No entanto, os rinocerontes continuam a morrer. O general Johan Jooste, comandante da equipe de combate à caça furtiva SANParks, explica que procurar por caçadores furtivos no Kruger, um parque nacional do tamanho da Bélgica, é como procurar um mosquito no escuro: “Você o encontra quando arde você.”Na taxa em que os rinocerontes morrem na África do Sul, a taxa de mortalidade ultrapassará a taxa de natalidade até 2016.
Então, o que deve ser feito? Alguns, incluindo o Dr. Ian Player, sugeriram uma solução radical: a legalização da caça ao rinoceronte. Pode parecer estranho vir de um homem que dedicou a maior parte de sua vida à proteção desse animal, mas Player cita um exemplo histórico para apoiar sua posição: em 1970, o rinoceronte foi colocado de volta na lista de caça. O dinheiro pago por caçadores estrangeiros a fazendas de criação de rinocerontes permitiu uma expansão maciça de áreas protegidas e deu às pessoas um motivo para se reproduzir. A população de rinocerontes disparou para mais de 15.000.
Hoje existe um estoque de chifres de rinoceronte confiscados no valor de mais de um bilhão de rands (mais de US $ 81 milhões). E se esse chifre fosse disponibilizado para compradores na China e no Vietnã? Atenderia a demanda ou apenas serviria para estimulá-la? A legalização da caça ao rinoceronte tornaria mais fácil o controle do processo, alimentando o tempo todo os programas de melhoramento? Ou o resultado é imprevisível demais? Afinal, o mundo mudou bastante desde 1970.
Minha tia e meu tio mal terminaram a papelada e meu primo já caiu sob o encanto dos macacos de vervet que se reúnem do lado de fora do escritório e se aliviam nos jipes de safári ao ar livre estacionados sob as árvores.
Minha família passa a primeira metade da tarde montando nosso acampamento.
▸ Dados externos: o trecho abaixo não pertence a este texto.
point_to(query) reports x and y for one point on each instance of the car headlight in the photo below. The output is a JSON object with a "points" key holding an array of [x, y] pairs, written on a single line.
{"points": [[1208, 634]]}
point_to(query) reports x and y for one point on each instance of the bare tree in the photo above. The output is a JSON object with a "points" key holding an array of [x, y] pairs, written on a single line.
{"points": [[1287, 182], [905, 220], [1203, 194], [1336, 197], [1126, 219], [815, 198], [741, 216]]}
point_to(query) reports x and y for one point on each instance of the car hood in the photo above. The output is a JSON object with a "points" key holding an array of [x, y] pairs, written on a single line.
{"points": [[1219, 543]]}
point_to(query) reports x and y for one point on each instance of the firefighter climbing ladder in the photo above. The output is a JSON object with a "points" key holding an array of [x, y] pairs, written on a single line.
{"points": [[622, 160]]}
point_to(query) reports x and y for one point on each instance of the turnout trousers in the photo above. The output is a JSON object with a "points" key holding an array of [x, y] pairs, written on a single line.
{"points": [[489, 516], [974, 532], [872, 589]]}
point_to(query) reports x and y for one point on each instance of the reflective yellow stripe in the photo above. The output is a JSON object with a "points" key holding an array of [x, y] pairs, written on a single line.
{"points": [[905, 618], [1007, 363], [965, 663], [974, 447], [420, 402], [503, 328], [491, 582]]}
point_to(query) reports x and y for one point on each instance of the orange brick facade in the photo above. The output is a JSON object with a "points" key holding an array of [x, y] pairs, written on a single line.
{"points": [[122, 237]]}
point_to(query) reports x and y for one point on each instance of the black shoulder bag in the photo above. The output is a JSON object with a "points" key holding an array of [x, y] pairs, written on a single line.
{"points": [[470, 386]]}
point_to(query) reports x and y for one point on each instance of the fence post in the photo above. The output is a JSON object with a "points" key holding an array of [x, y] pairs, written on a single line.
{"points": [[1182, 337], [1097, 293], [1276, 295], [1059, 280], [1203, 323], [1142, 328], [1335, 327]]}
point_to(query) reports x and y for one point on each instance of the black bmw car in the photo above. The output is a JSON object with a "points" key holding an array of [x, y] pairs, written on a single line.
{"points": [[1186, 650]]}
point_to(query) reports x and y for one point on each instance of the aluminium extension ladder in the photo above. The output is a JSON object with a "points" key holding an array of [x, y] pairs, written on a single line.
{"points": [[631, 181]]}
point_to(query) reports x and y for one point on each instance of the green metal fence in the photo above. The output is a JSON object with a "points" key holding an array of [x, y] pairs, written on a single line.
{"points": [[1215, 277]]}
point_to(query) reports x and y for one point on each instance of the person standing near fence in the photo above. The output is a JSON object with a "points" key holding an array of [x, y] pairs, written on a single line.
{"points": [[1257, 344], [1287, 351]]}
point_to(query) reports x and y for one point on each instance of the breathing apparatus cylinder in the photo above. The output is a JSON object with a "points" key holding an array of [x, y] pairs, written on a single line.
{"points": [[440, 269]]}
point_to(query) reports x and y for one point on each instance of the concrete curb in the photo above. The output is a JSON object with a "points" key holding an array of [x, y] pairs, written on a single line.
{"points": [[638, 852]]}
Garantimos manter nossa comida trancada e com chave para evitar a invasão de macacos, mas, apesar de todos os nossos esforços, um dos meus primos, que achou perfeitamente natural trazer um cachimbo de água para um parque nacional, limpou seu shisha de morango.
É fim de tarde quando nosso comboio deixa o campo de Mpila. As estradas daqui em diante não são asfaltadas. Ficamos quietos com antecipação. O sol está baixo no céu e sua luz laranja capta as ervas altas, projetando longas sombras pela estrada poeirenta. Alguém vê algo através da folhagem. Meu tio freia e um rinoceronte empurra os espinhos de acácia vários metros à frente. Uma volta da chave corta o motor. O rinoceronte nos dá pouca atenção e atravessa a rua à vontade. Ele pára no meio para pastar na grama que cresce ao longo da estrada. Seu chifre se curva como um sabre e sua armadura de pele de dinossauro parece impenetrável. Mas então vejo suas dobras; rugas grossas da pele ao redor do pescoço e das pernas. Estou impressionado com a vulnerabilidade e magnanimidade deste animal poderoso.
Nesse momento, alguns passos atrás de sua mãe, surge um bebê rinoceronte. Ele nos olha de uma maneira curiosa e levemente preocupada. Sua mãe continua seu caminho e pressiona o mato. Seu filho segue e em um instante, como se eles nunca estivessem lá, os dois gigantes desaparecem.